- Operation Clean and Beautiful Nation: Part of the Rohingya conflict
| Date | 1991–1992 |
| Location | Northern Rakhine State; Bangladesh–Myanmar border |
| Result | Burmese tactical failure Failure to disarm and expel RSO insurgents; Brief strain in Bangladesh–Myanmar relations in December 1991; |

Belligerents
- Myanmar (SLORC): Rohingya Solidarity Organisation

Commanders and leaders
- Saw Maung: Muhammad Yunus
- Casualties and losses: 200,000–250,000 displaced (150,000 later repatriated)

= Operation Clean and Beautiful Nation =

1991–1992 military operation in western Myanmar

Operation Clean and Beautiful Nation (ပြည်သာယာ စစ်ဆင်ရေး), officially known as Operation Pyi Thaya in English, was a military operation conducted by the Tatmadaw (Myanmar Armed Forces) in northern Rakhine State, near Myanmar's border with Bangladesh.

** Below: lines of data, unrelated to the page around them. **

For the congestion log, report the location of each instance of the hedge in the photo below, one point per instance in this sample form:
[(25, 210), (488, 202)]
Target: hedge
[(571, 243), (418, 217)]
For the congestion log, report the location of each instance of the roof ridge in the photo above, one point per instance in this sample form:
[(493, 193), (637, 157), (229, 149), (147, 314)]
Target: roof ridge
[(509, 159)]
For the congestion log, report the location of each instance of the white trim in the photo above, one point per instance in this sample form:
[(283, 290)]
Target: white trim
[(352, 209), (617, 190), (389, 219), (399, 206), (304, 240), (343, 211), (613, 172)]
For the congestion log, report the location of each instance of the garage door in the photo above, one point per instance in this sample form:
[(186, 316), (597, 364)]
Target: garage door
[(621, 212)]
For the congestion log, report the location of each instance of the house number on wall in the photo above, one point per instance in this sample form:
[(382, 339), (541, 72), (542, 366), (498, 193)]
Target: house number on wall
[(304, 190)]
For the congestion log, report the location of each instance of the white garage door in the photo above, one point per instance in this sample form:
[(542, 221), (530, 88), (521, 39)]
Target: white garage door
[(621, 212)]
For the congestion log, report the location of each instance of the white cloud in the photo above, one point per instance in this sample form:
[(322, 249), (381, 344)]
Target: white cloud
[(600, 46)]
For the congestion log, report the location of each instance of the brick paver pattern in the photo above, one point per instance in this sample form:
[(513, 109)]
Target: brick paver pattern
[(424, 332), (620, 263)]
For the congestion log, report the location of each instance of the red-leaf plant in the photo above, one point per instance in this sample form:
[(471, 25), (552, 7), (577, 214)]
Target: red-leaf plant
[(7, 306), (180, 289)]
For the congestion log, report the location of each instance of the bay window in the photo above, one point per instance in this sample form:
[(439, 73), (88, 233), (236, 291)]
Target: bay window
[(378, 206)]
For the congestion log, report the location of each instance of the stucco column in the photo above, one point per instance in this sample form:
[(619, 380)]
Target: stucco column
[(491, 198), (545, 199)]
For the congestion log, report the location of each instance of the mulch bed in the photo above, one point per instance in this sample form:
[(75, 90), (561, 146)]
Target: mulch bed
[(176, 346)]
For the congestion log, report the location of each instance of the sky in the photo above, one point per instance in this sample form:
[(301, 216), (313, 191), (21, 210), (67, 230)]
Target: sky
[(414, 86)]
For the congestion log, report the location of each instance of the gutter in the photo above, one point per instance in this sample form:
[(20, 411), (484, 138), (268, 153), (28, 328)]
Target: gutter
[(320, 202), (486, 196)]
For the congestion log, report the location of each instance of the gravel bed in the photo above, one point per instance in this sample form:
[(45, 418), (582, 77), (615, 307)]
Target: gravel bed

The operation took place in 1991 and 1992, under the military junta of the State Law and Order Restoration Council (SLORC), officially as a response to the military expansion of the Rohingya Solidarity Organisation (RSO).

Similar to Operation Nagamin (Operation Dragon King) in 1978, the government's official explanation for the operation was to expel so-called "foreigners" from the area, as well as capturing RSO insurgents. The resulting violence however, resulted in 200,000 to 250,000 civilians being displaced (most of whom fled to neighbouring Bangladesh) and failed to prevent further attacks by the RSO, which continued until the end of the 1990s.

In December 1991, Tatmadaw soldiers crossed the border and accidentally fired on a Bangladeshi military outpost, causing a brief strain in Bangladesh–Myanmar relations.